Chompy used to be a bum dog. She loves bums, and it is very obvious that the dumpster used to be her main source of income and sustenance. Once, after Thanksgiving, we were walking down the alley behind my house, when she tried to swallow the breast of a turkey that was under a newspaper, which was about the size of her face. When I got it away from her, after she took a huge bit and had swallowed it, the turkey was blue and had excessive mold on it. She might have thrown up on the bed that night, but one thing is clear: Chompy does not give a fuck.

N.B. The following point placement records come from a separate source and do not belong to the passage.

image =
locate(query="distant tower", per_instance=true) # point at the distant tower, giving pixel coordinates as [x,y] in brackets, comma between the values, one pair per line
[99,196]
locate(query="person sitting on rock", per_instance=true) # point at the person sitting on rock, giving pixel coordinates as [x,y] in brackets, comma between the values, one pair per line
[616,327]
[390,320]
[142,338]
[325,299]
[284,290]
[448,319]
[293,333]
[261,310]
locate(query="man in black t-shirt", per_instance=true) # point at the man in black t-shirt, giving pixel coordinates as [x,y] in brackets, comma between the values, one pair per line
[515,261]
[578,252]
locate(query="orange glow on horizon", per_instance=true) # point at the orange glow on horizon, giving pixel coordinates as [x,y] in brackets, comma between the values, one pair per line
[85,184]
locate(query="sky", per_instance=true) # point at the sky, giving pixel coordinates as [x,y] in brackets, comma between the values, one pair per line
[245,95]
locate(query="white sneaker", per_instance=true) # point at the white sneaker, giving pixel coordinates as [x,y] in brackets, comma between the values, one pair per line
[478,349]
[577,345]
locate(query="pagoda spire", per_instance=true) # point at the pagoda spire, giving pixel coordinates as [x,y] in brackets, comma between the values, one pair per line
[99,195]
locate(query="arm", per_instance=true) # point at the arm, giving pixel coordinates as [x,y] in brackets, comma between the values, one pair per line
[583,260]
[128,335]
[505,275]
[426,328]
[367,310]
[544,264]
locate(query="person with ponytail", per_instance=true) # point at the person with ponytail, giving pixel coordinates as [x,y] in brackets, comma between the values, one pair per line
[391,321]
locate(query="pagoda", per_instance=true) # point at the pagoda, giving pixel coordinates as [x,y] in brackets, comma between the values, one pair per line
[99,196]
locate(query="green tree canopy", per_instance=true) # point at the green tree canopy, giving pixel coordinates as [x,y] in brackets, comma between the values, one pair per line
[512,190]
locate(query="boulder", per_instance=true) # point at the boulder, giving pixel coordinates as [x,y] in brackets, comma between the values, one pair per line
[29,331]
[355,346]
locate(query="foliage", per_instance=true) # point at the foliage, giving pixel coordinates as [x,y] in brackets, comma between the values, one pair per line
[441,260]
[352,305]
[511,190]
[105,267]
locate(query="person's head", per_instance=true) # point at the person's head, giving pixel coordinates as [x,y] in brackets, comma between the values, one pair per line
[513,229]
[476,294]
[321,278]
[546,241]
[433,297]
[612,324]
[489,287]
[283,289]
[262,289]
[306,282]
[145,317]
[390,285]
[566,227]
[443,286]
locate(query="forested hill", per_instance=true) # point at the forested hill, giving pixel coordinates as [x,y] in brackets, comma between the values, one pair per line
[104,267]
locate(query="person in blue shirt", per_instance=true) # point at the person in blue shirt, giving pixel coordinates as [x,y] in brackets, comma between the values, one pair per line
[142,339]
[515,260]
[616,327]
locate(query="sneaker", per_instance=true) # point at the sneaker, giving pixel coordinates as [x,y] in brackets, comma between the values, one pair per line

Turbo used to be a kennel dog, used solely for breeding. I think she bred pit bull fighting dogs, because she is a small dog, which the fighters are, and she was mistreated very much so, which makes me think the people were raising fighting dogs. In LA, if you have a backyard, you can never really leave your dogs out in your yard, because people will come steal your dog to use as a practice kill for young fighting pits. I shit you not. When she got out of surgery, clean from a bath, I looked at her pads, and they were totally see-through, with no calluses or anything, which makes me think she never ever got to go outside, just had to sit in her kennel and wait for the next dog to come fuck her so she would pop out kids of her then-normal V, so her fuckhead owners would make 200$ a pop on her puppies.

In the end, the grace of God and universe protect my domain, and I proclaim unwise any person who would cross these dogs, or be so foolish as to come into my house unannounced and uninvited. To all crackheads in need of a TV, or fuckheads who are out to fuck people up, I dare you to come inside. I dare you.